The profit of turning a barrel of Brent crude into gasoline <GL92-SIN-CRK> ended at $20.71 on Wednesday, up sharply from the previous close of $16.83 and the highest since July last year.

The profit margins for refined fuels have risen in recent sessions largely because the price of crude oil has dropped more than the prices for refined fuels.

Brent crude futures ended at $83.21 a barrel on Wednesday and have been on a declining trend since reaching an eight-month high of $88.10 on Aug. 10.

However, it's worth noting that Asian refiners will currently be processing crude they would have bought when prices were about $70-$75 a barrel, a range that persisted for most of May, June and July.

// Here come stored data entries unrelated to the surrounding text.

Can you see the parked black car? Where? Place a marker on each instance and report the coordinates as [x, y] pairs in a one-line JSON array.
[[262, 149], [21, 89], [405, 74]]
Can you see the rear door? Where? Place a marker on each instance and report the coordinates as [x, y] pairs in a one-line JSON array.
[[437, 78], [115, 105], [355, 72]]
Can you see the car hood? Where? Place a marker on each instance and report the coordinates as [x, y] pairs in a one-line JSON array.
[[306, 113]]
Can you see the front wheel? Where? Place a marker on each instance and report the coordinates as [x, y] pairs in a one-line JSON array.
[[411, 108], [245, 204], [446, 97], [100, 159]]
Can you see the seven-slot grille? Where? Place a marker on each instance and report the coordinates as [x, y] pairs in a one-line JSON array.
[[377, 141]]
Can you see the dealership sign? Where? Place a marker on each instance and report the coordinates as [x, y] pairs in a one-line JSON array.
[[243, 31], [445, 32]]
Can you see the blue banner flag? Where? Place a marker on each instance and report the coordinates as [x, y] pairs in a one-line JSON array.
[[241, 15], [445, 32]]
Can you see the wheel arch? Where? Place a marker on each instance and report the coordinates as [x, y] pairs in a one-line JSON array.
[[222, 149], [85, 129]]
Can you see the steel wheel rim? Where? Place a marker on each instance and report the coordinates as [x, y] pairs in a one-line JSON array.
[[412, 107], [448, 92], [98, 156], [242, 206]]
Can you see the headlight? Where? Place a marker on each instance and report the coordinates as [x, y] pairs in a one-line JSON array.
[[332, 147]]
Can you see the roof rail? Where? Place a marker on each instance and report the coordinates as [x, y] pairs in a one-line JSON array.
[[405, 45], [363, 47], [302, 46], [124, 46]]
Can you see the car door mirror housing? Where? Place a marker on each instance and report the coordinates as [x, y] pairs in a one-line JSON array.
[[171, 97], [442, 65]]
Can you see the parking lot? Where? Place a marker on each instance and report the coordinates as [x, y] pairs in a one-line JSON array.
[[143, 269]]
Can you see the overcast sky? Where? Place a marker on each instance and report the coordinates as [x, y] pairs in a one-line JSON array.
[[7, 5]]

Crude prices rallied from July onwards as OPEC+ tightened supply, especially with the producer group's leading exporter Saudi Arabia announcing an additional 1 million barrel per day cut to its production.

Asian refiners have been seeking to buy more cargoes from producers outside the OPEC+ group, but even if they are successful, they are still facing the prospect of processing more expensive crude in coming months.

While refiners are likely to have hedged crude costs and product prices, they are still likely to face lower margins especially if China and India export more products and growth in fuel consumption slows amid softer Asian economies.